Nous allons désormais poursuivre les efforts en concertation avec le fédéral. La mécanique a dû se mettre en place après l’installation d’un gouvernement wallon en juillet, puis du fédéral en novembre, mais elle n’est pas grippée…

Elle a quand même été perturbée par de fortes confrontations politiques…

Il faut sortir des polémiques stériles, cela ne sert à rien, et mettre de l’huile dans les rouages. Les citoyens ont besoin de solution et pas d’invectives.

Il vous reste huit ans pour redresser la Région, avant la fin des transferts. Or, l’endettement a été fortement revu à la hausse…

L’Europe a intégré 164 institutions régionales dans le périmètre budgétaire de la Wallonie. C’est vrai que la dette wallonne qui était entre 6 et 7 milliards d’euros a grimpé quasiment du jour au lendemain autour de 18,7 milliards d’euros.

C’est une augmentation considérable!

Oui, c’est considérable. Cela implique une plus grande maîtrise des investissements, ce qui est aussi assez négatif pour l’économie. Il faut chercher des économies là où on peut les trouver, les plus supportables possibles pour les citoyens, les entreprises et les ASBL.

Nous avons d’abord fait des efforts en interne: réductions de crédits de communication, d’études, de frais de mission à l’étranger, gel des dépenses des cabinets ministériels… Nous avons décidé de faire contribuer la fonction publique avec le non-remplacement de quatre départs sur cinq, avant avec un allégement dès 2017 où on pourra remplacer deux départs sur trois. Et puis nous nous sommes attaqués à d’autres mesures. On a un peu touché au bonus logement, de façon moins importante que la Flandre: le résultat est que, pour certaines catégories de population, celles qui payent moins de 35.000 euros par an, il y a un gain substantiel.
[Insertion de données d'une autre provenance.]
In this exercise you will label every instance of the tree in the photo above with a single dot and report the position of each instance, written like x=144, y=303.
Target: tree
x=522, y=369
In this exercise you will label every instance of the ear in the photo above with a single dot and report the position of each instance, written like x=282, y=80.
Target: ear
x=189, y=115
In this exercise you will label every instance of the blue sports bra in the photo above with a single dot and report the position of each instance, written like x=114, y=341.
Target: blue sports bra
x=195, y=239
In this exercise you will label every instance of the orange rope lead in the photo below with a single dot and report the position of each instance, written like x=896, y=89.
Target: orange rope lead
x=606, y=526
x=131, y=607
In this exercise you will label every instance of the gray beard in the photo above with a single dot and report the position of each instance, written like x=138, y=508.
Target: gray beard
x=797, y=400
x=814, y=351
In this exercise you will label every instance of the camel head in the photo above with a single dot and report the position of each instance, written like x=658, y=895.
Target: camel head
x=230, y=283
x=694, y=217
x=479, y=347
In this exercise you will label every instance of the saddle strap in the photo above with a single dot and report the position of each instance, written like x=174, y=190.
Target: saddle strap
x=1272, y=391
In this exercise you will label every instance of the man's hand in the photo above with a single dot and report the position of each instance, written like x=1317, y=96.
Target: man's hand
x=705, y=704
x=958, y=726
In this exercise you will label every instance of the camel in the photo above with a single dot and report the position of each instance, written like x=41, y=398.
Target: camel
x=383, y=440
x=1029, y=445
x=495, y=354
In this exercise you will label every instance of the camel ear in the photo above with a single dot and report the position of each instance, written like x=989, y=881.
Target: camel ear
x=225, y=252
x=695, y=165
On a diminué la déductibilité fiscale des titres-services. S’ajoute à cela le lissage des investissements dont j’ai parlé, sur base des données que les opérateurs financiers nous ont communiqué, avec un calendrier précis et correct. Mais vous devez quand même savoir qu’il restera 4,5 milliards d’euros d’investissements de la Wallonie à travers ses crédits directs pour la période 2015 – 2019 contre 4 milliards sous le gouvernement précédent. On ne ralentit donc pas l’objectif, on le met à l’agenda d’une autre manière.

L’opposition estime qu’il y a des restructurations plus fondamentales à faire en Wallonie. Une mise à plat est-elle nécessaire?

La norme de non-remplacement des fonctionnaires est une mesure d’économie importante. Elle doit aussi être l’occasion de repenser l’avenir de la fonction publique, de se demander sur quels services nous souhaitons nous concentrer, certains missions obsolètes pouvant disparaître, d’autres nécessitant une attention plus soutenue. Je peux rejoindre ceux qui disent que c’est une occasion de remettre les compteurs à zéro, en tenant compte de l’impact des transferts de la réforme de l’Etat.

Mais quand je fais un budget, ce n’est pas une satisfaction de façon onaniste. Derrière les chiffre, il y a des gens. Un budget doit être efficace, mais aussi humain. Ce que je reproche à certains ministres du Budget en Europe, c’est de ne pas voir les hommes et les politiques que l’on touche par les décisions budgétaires.

En disant cela, vous pensez aussi au fédéral et à ses mesures structurelles?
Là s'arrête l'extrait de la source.